The plight of the pangolin: One of the planet's most extraordinary and intelligent animals is being hunted to extinction

 

It is an enigmatic and highly intelligent animal known as a "mischievous escape artist". However, the luck of the pangolin has finally run out, say conservationists. This extraordinary creature is being slaughtered on an industrial scale and faces being eaten to extinction.

Believed to be the world's most trafficked animal, a single pangolin can fetch as much as $7,000 (£4,300) on the black market.

The pangolin – unique among mammals because of its reptilian scales – is considered a delicacy in parts of Asia. Its scales are also used in traditional Chinese medicine to treat conditions that include inward-growing eyelashes, boils and poor circulation.

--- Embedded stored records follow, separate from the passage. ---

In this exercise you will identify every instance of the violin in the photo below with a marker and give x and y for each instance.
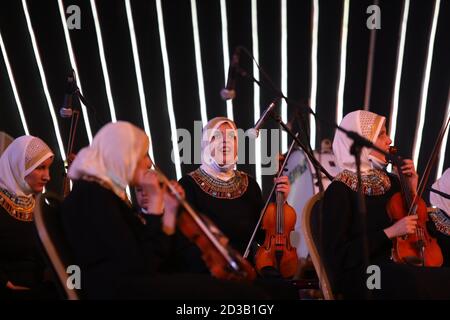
(222, 260)
(419, 248)
(277, 250)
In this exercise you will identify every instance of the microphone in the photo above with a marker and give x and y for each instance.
(229, 91)
(254, 132)
(66, 109)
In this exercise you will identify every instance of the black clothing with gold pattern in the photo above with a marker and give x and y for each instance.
(233, 206)
(21, 262)
(343, 245)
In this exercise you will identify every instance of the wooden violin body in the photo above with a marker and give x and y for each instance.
(418, 248)
(222, 261)
(277, 251)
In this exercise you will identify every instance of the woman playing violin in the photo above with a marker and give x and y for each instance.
(440, 218)
(230, 198)
(118, 249)
(343, 241)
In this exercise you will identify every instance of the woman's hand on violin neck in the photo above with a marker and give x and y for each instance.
(410, 173)
(150, 185)
(406, 225)
(283, 185)
(171, 205)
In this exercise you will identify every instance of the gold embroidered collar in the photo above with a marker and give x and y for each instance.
(20, 208)
(441, 221)
(231, 189)
(374, 182)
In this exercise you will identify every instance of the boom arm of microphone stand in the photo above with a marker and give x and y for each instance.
(301, 145)
(87, 105)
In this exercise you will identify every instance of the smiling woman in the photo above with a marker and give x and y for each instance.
(24, 172)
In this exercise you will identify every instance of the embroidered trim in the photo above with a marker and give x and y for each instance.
(374, 182)
(20, 208)
(231, 189)
(441, 221)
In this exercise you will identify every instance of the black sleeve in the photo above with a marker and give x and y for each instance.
(3, 278)
(106, 233)
(342, 251)
(188, 185)
(157, 242)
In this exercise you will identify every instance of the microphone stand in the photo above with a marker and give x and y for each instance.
(358, 143)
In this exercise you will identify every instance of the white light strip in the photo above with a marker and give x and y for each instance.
(162, 37)
(101, 52)
(226, 52)
(198, 63)
(314, 46)
(137, 67)
(369, 74)
(74, 66)
(284, 71)
(440, 168)
(398, 73)
(343, 63)
(13, 86)
(425, 85)
(256, 90)
(44, 81)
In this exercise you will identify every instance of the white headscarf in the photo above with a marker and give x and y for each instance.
(209, 164)
(113, 156)
(21, 157)
(368, 125)
(443, 185)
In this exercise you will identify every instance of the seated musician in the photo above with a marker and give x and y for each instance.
(230, 198)
(24, 172)
(119, 249)
(343, 246)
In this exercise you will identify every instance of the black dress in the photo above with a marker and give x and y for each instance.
(343, 249)
(120, 252)
(21, 261)
(439, 227)
(234, 208)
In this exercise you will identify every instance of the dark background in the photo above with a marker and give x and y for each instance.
(49, 33)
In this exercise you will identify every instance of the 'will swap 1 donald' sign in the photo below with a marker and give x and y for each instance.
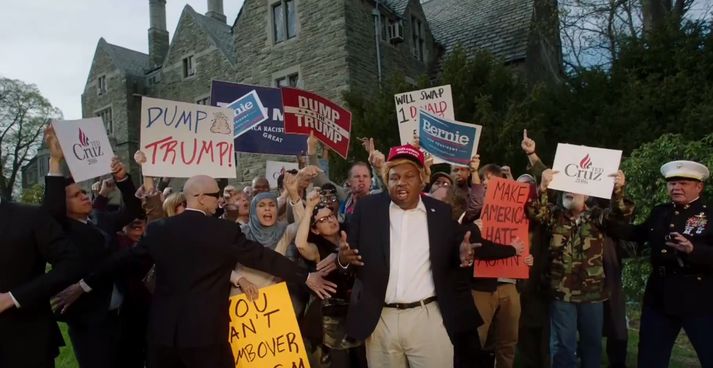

Its conservation status is being reviewed by the International Union for the Conservation of Nature (IUCN) and two species, the Chinese and the sunda (Malayan pangolin), are likely to be designated as "critically endangered" next year.

Pangolins, largely nocturnal ant-eaters, roll up in a ball when threatened and their scales are so tough that a lion cannot bite through them. But this defence mechanism makes it easy prey for poachers.

However, Dan Challender, of the IUCN said the "mischievous" animals were famed as "escape artists". Traffickers have been known to nail their tails to the floor to prevent them running away.

The pangolin population in China is thought to have fallen by up to 94 per cent since the 1960s. This has driven traffickers to raid populations in India, Pakistan and Africa.

Mr Challender said the four species in Asia could be extinct in as little as 20 years. The four African species may last longer.

Lisa Hywood, who takes in rescued pangolins at the Tikki Hywood Trust, a conservation centre in Harare, Zimbabwe, said: "I believe that the pangolin is as much at risk of becoming extinct as the rhino.Probably more so."